Submitted by: Dr. Amali Lokugamage
Sir William Osler’s (1849-1919) Canadian physician and one of the four founding professors of John Hopkins Hospital had a famous quote which resonates with most clinical educators, their learners and, intuitively, patients alike: ‘for the junior student in medicine and surgery, it is a safe rule to have no teaching without a patient for a text, and the best teaching is that taught by the patient himself.’ (Osler, 1904)
Looking to present time this quote is a good pointer to new developments in medical education from The Health foundations Report in 2011 called Can patients be teachers? Involving patients and service users in healthcare professionals’ education says ‘Besides changes in patients’ expectations, there is now a greater appreciation about the environmental, social and psychological determinants and consequences of ill health, and about healthcare treatments. There is a need, especially in medicine, for new models to guide clinical practice. These have included the bio-psycho-social model (Engel, 1989), patient-centredness (Stewart et al., 2003), shared decision making (Coulter, 2009), and, most recently, and radically, self care (the Health Foundation, 2008). All put the patient’s experience, perspective and priorities at the centre – or, in the case of ‘self care’, in the driving seat.’

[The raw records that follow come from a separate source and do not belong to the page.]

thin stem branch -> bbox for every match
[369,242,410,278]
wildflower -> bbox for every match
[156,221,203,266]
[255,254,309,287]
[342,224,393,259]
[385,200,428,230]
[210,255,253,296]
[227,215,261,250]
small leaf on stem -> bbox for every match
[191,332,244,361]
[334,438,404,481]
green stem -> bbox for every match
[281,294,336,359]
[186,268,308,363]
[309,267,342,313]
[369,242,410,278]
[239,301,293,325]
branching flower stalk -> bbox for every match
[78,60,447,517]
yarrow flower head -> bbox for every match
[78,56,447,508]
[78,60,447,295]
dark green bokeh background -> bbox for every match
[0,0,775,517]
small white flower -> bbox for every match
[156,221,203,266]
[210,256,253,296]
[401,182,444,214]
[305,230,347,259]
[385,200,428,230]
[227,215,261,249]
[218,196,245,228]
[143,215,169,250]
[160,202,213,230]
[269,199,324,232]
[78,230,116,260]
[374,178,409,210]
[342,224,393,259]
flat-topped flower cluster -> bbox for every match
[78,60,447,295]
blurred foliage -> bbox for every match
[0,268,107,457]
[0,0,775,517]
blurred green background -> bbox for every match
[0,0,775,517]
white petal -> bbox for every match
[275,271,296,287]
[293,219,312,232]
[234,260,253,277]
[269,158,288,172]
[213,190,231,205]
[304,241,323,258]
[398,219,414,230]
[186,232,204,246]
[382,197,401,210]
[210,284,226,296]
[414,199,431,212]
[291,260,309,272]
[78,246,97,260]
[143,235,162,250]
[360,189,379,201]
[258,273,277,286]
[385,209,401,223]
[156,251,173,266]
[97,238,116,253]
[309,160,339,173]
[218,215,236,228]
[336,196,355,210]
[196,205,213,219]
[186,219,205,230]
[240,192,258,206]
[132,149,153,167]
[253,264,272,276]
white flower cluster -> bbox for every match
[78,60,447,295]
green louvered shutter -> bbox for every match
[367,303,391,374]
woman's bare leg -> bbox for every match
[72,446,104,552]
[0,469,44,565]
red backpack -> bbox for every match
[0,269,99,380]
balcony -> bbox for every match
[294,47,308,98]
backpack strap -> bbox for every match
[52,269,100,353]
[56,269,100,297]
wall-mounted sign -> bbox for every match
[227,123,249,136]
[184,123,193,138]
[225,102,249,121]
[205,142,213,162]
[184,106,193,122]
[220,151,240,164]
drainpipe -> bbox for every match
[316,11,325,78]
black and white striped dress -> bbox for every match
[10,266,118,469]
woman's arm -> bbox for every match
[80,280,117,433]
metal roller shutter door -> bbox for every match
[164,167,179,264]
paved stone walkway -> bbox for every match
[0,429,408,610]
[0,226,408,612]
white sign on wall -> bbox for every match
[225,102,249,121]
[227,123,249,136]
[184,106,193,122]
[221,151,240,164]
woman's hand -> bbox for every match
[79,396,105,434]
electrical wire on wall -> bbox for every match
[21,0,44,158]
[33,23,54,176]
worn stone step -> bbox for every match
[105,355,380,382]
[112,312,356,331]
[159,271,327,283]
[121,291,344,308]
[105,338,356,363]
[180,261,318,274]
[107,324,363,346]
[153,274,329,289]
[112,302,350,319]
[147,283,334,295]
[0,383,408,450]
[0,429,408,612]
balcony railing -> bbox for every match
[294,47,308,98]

The University that I teach at, University College London has incorporated patient pathways in the medical school syllabus to allow medical students to see the patient’s journey in the healthcare system through the patient’s eyes. We want the medical student to accompany patients on their journey in seeking healthcare to the clinic appointments, to the wards and also to their home. We want them to hear the perspective of patient’s, such as how they felt they were treated by the clinic receptionist, how it felt to receive the results of medical investigations, what it feels like receiving information from doctors, nurses or midwives. We have a well established cancer pathway and have more recently developed a maternity patient pathway. The students will be assessed in the maternity pathway by a letter that they write to the woman about what they learnt from accompanying them on their journey. We hope that this experience will open the eyes of students to the intangible aspects of healthcare such as compassion, empathy, respect for autonomy and how the absence of these qualities affect healthcare users.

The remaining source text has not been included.